Despite the poor short-term outcomes, the long-term outcomes of ESD for papillary EGC were favorable once curative resection was achieved. In the present study, no extra-gastric recurrences were observed during a median 58 months of follow-up after curative ESD. Two patients had metachronous recurrences, and both were curatively treated. These favorable results are consistent with our previous report based on large-scale surgical data. No papillary EGC exhibited LN metastasis in the surgical specimen if it met the curative endoscopic resection criteria [7]. A recent Korean study also demonstrated the favorable follow-up outcomes of ESD for papillary EGC: 11 patients underwent curative ESD for papillary EGC, and no recurrences were observed during a median 19 months of follow-up [3].

This study was limited in that it was performed at a single tertiary referral center and had a retrospective design. Second, given the considerable rate of non-curative resection, the cost-effectiveness of ESD for papillary EGC may be questioned, but this was not evaluated in the present study. As the number of papillary EGC patients who underwent curative ESD was limited in this study, further large-scale studies are required to confirm the favorable long-term follow-up outcomes after curative ESD in patients with papillary EGC.
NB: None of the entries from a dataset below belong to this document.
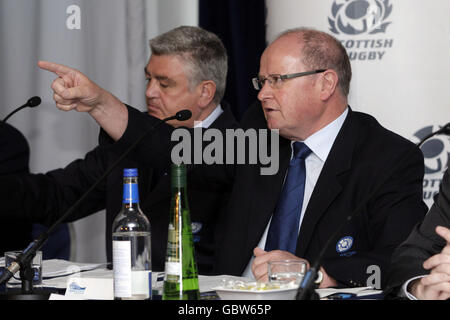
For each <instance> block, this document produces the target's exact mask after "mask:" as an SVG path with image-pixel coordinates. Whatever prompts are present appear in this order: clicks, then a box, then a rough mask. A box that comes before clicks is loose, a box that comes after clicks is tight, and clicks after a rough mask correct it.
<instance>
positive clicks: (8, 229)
mask: <svg viewBox="0 0 450 320" xmlns="http://www.w3.org/2000/svg"><path fill="white" fill-rule="evenodd" d="M29 160H30V147H29V146H28V141H27V139H26V138H25V136H24V135H23V134H22V133H21V132H20V131H19V130H17V129H16V128H15V127H13V126H12V125H10V124H8V123H2V122H0V176H2V175H5V174H14V173H28V172H29V168H28V163H29ZM1 222H2V225H4V226H8V227H4V228H3V231H2V232H1V233H0V255H3V253H4V252H5V251H9V250H18V249H23V248H25V247H26V246H27V245H28V244H29V243H30V242H31V229H32V224H31V222H30V221H18V220H16V219H5V218H2V219H1Z"/></svg>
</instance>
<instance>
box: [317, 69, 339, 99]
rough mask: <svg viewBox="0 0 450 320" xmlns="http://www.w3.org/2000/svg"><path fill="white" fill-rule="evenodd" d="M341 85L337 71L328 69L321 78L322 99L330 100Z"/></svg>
mask: <svg viewBox="0 0 450 320" xmlns="http://www.w3.org/2000/svg"><path fill="white" fill-rule="evenodd" d="M338 83H339V78H338V75H337V73H336V71H334V70H331V69H328V70H326V71H325V72H324V73H323V74H322V77H321V92H320V98H321V99H322V100H328V99H329V98H330V97H331V96H332V95H333V94H334V92H335V91H336V89H337V86H338Z"/></svg>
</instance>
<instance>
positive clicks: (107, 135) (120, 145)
mask: <svg viewBox="0 0 450 320" xmlns="http://www.w3.org/2000/svg"><path fill="white" fill-rule="evenodd" d="M125 106H126V107H127V109H128V125H127V128H126V129H125V132H124V133H123V135H122V137H120V139H119V140H117V141H114V140H113V139H111V138H110V137H109V136H108V134H107V133H106V132H105V131H104V130H103V129H101V130H100V135H99V145H100V147H102V148H107V149H108V150H109V151H112V152H114V153H116V154H121V153H123V152H124V151H125V150H127V148H128V147H129V146H130V145H131V144H133V143H134V141H136V139H137V137H140V136H141V135H142V134H143V133H144V132H145V131H146V130H147V129H148V128H150V127H151V126H155V125H156V124H158V123H159V122H160V120H159V119H157V118H154V117H151V116H149V115H147V114H146V113H143V112H141V111H139V110H137V109H135V108H133V107H131V106H129V105H125Z"/></svg>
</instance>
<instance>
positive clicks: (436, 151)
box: [414, 125, 450, 206]
mask: <svg viewBox="0 0 450 320" xmlns="http://www.w3.org/2000/svg"><path fill="white" fill-rule="evenodd" d="M439 129H440V126H434V125H430V126H427V127H424V128H422V129H419V130H418V131H417V132H416V133H414V139H415V140H416V141H417V142H419V141H421V140H422V139H423V138H425V137H426V136H428V135H429V134H431V133H432V132H435V131H437V130H439ZM421 150H422V153H423V156H424V159H425V176H424V179H423V199H424V201H425V202H426V203H427V205H428V206H431V204H432V203H433V196H434V195H435V194H436V193H438V192H439V185H440V183H441V180H442V175H443V173H444V171H445V170H446V169H447V166H448V164H449V159H450V138H449V137H448V136H446V135H436V136H433V137H432V138H431V139H429V140H427V141H425V142H424V143H423V144H422V146H421Z"/></svg>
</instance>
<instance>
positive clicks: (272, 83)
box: [252, 69, 327, 90]
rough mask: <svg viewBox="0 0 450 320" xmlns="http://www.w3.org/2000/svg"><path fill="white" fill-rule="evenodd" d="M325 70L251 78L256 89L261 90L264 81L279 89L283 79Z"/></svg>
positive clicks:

In conclusion, ESD might be indicated for papillary EGC according to the current Japanese guidelines, given the favorable long-term outcomes after curative resection. As papillary EGC has considerable rates of lymphovascular invasion, submucosal invasion, and histological heterogeneity, careful histological examination of ESD specimen is required to accurately determine whether curative resection is achieved.